In 2006, Tucker spent 17 games in Toronto as a rookie before leaving the country for six years. He quietly returned to the NBA before what became a dark 2012-13 season in Phoenix. He was more mature and expecting to carve out this under-appreciated role. Defense and grit would make him valuable.

It's a story similar to the one being played out by the Suns as a team. Jeff Horancek's crew wasn't expected to do anything but challenge the Philadelphia 76ers for the best lottery odds, but they're still fighting veteran clubs in Memphis and Dallas for the final playoff spot. The roster is filled with youngsters who haven't seen the best or the worst of the NBA. Tucker says that can be a good thing.

"Everybody knocks us, they talk about when we lose or we have bad games that this is a young team and all that stuff," Tucker said. "In these games right here, it's the same thing. We're a young team. It rolls right off our shoulder. We get to the next play, we yell at each other but we're friends. We're teammates but we're friends. It's a weird group. Being a young team is also an advantage for us."

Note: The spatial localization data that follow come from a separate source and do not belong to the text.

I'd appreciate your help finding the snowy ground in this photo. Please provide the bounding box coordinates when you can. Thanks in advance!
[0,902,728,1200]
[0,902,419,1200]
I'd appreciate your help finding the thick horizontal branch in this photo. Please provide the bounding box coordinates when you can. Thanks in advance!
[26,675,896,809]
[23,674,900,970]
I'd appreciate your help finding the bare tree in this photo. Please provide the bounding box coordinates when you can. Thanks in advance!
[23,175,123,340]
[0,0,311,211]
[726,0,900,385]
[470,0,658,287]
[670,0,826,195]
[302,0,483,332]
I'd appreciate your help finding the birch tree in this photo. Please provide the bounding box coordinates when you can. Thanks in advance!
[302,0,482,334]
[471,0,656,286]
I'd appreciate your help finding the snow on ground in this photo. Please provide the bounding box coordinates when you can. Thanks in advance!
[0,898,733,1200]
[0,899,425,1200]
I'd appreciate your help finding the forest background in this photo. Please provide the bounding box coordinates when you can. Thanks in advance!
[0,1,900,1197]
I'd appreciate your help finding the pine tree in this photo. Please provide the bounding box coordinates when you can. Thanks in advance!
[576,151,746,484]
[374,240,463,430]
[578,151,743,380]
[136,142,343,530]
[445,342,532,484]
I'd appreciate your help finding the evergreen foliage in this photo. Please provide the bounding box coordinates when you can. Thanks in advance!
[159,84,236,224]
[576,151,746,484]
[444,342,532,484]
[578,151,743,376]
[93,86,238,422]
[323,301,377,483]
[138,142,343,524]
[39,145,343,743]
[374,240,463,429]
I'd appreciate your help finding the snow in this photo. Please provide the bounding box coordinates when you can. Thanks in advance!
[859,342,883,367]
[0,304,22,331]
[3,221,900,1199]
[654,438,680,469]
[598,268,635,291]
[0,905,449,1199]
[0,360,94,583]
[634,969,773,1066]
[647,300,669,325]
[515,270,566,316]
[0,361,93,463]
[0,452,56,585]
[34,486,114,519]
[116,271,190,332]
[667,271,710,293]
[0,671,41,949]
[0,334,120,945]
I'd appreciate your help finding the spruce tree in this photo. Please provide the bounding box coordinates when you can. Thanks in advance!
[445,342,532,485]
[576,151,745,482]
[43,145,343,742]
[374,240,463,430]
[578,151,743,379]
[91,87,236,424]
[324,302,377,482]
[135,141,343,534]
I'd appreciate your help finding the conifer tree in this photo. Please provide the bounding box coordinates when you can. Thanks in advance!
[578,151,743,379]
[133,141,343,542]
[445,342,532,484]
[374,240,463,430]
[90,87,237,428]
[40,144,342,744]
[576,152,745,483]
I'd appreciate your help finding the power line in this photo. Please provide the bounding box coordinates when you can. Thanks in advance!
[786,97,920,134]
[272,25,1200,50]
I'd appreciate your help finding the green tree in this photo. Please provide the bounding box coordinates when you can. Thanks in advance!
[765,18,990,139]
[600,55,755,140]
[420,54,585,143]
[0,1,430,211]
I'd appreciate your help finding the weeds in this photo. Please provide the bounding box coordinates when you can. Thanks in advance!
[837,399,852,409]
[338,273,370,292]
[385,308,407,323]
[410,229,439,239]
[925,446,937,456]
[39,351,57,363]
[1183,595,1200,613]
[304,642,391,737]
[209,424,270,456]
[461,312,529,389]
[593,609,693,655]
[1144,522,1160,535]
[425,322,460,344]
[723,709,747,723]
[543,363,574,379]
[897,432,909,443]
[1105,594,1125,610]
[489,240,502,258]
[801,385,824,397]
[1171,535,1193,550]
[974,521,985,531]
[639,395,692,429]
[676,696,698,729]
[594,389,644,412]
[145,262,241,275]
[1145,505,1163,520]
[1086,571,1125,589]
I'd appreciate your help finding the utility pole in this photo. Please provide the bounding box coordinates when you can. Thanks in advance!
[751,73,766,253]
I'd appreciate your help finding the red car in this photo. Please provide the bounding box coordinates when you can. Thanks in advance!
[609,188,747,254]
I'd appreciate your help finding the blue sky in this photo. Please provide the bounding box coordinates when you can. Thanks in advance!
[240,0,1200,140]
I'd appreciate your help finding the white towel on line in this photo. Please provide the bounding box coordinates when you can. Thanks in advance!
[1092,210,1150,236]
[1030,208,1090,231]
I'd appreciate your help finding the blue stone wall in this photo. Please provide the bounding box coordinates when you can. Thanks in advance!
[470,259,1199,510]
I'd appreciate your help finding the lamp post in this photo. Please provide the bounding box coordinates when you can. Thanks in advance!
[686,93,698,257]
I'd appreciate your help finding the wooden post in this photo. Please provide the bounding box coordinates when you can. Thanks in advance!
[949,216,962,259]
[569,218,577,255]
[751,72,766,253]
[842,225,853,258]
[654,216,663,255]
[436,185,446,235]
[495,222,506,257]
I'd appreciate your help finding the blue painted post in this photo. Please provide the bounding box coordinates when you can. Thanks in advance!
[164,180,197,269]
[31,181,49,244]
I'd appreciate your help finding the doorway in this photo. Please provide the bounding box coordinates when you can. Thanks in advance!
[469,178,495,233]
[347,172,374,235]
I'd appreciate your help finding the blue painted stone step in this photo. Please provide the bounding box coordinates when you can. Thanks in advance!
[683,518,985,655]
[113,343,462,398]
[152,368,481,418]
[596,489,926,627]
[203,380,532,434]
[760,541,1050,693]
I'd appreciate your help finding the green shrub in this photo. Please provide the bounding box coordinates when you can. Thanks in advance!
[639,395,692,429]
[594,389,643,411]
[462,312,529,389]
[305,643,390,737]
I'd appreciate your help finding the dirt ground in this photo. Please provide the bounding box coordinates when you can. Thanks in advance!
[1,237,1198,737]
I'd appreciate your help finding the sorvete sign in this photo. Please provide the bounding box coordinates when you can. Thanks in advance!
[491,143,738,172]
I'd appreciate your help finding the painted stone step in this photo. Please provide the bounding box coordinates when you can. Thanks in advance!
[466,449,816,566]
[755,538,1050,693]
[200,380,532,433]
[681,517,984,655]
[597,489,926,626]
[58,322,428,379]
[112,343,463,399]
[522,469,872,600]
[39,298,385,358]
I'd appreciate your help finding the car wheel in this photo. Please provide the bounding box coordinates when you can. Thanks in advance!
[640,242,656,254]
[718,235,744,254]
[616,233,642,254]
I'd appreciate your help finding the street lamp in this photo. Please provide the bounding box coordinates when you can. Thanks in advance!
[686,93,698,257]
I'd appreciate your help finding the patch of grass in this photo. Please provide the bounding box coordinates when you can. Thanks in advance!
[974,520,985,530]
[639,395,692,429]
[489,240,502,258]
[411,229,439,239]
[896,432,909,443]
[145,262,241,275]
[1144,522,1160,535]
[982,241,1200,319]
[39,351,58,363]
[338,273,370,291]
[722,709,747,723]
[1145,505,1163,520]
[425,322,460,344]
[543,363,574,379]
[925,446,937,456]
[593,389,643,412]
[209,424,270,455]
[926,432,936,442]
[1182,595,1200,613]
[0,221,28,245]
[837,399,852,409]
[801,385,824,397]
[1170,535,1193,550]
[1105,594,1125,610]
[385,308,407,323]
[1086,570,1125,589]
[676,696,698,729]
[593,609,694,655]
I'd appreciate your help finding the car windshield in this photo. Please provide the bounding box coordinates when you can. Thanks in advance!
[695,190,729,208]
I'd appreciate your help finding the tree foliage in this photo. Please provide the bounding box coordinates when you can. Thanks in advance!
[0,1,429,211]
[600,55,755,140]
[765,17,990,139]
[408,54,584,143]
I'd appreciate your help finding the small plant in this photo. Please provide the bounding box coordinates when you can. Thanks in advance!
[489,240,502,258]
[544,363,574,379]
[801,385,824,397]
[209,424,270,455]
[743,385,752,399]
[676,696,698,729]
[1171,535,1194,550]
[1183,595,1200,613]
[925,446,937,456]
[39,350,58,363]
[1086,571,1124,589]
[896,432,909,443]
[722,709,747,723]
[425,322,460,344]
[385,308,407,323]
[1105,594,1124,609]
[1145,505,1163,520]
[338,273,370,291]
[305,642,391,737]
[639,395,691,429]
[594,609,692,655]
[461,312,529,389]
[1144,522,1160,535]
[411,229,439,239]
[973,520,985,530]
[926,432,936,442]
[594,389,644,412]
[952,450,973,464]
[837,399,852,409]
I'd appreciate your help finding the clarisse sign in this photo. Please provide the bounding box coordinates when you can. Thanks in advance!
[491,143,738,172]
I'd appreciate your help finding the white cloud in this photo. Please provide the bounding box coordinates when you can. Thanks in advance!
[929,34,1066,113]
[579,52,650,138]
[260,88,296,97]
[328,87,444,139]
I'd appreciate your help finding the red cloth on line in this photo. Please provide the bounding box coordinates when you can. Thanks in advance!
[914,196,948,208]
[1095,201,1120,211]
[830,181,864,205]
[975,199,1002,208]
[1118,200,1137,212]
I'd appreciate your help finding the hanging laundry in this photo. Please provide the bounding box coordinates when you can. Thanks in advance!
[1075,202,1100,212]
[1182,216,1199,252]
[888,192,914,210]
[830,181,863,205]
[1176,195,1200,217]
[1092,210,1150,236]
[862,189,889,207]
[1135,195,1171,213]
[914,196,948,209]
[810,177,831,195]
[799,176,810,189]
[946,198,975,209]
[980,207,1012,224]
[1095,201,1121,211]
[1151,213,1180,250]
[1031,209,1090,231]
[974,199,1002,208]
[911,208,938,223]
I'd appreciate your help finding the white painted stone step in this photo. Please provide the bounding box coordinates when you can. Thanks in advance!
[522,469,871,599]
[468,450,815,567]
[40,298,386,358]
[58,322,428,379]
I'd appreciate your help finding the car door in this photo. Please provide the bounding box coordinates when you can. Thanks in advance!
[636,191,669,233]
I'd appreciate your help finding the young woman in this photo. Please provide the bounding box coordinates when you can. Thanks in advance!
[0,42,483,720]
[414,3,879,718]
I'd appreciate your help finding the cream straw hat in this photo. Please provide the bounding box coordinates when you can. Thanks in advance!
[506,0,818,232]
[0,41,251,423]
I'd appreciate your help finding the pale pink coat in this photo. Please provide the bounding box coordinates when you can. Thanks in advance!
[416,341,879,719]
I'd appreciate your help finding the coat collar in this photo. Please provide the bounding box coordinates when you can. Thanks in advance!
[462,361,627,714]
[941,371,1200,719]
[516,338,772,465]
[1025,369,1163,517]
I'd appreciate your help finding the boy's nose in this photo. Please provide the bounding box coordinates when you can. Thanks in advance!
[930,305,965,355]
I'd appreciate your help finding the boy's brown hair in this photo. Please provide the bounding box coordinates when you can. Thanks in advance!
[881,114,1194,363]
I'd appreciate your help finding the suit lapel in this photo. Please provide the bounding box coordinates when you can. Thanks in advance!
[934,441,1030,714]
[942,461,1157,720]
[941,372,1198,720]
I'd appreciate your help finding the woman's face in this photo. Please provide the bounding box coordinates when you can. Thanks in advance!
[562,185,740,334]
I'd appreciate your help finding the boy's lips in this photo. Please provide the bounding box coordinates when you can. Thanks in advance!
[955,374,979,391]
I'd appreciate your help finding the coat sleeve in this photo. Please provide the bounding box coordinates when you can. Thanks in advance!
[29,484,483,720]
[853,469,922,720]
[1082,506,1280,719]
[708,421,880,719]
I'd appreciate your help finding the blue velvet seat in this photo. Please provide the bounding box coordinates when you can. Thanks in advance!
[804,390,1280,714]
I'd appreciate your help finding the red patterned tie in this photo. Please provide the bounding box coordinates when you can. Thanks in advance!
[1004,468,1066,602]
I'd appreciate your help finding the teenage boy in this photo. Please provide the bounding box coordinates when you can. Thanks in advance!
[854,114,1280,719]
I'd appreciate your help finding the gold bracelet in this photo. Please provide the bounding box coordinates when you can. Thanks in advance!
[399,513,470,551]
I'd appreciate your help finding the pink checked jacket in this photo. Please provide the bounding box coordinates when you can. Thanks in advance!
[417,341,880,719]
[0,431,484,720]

Phoenix finds itself controlling its own destiny after using the youthful energy to drop the Thunder, but its five remaining games include outings at Dallas, at San Antonio and at home against a Memphis team chasing after the Suns. Hornacek's team will rely on the Goran Dragic and Bledsoe backcourt duo, the MIP candidate in Gerald Green, the Morris twins breaking through in their third seasons and Channing Frye's three-ball. But don't overlook Tucker's emotional leadership.

"Even in practice, he's always battling, he's defending," Dragic said. "He's great for us. I've always said, hopefully he's going to stay here a long time. He's such a warrior."